Hayes really had won in South Carolina and probably Florida, but Louisiana had definitely voted for Tilden, who had a majority of 9,000 of 207,000 votes cast. Matthew Josephson in his 1938 book The Politicos wrote:
"Supported by Republican ‘visiting statesmen', not to mention regiments of Federal soldiers, the Louisiana Returning Board proceeded to accept the testimony of perjurers, thieves and prostitutes, and to throw out the ballots of whole parishes, until over 13,350 Democratic votes were canceled and a Hayes majority of over 4,000 votes were produced."
The three Southern states and Oregon eventually sent in competing sets of Democratic and Republican ballots to Washington.
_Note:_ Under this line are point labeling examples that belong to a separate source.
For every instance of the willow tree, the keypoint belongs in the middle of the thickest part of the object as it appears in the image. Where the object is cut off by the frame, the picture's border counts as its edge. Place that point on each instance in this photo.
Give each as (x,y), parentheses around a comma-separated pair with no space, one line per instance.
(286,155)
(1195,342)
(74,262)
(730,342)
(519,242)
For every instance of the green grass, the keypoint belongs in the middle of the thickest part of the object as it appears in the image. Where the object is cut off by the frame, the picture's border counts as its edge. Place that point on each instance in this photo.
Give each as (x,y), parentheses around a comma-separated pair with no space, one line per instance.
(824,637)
The disputed certificates arrived in Washington in early December, and for many weeks the country didn't know who was to be president.
In Congress, the Democratic House and Republican Senate agreed to a 15-member commission: Five members each from the House, Senate and Supreme Court.
Politically, the commission had seven Republicans, seven Democrats and independent Supreme Court Justice David Davis of Illinois. But Davis suddenly resigned from the Court to accept a U.S. Senate position from Illinois. His replacement was Republican Supreme Court Justice Bradley. The commission voted 8 to 7 for all of the Republican electors, giving Hayes 185 to Tilden's 184 electoral votes.
Would Tilden call on his followers to march on Washington? No. On Feb. 26, 1877, representatives of the two parties met in secret at the Wormley Hotel in Washington. Josephson wrote: "Democrats would abandon presidential claims and Republicans promised federal troops, which enforced the constitutional amendment giving Negroes full rights of citizens, would be removed from the South." The troops were removed, Reconstruction ended, and white supremacy nullified the Fourteenth Amendment for many decades to come.
President Hayes was tainted, and was thereafter known as "Rutherfraud" Hayes. He decided not to seek re-election in 1880.
Even with Louisiana's electoral votes, Hayes might not have been able to steal the presidential election, by a single electoral vote, if the people of Colorado had been given the opportunity to vote for President--and perhaps to give their three electoral votes to the distinguished Governor of New York, Samuel Tilden, the man who helped break New York City's corrupt Tweed Ring.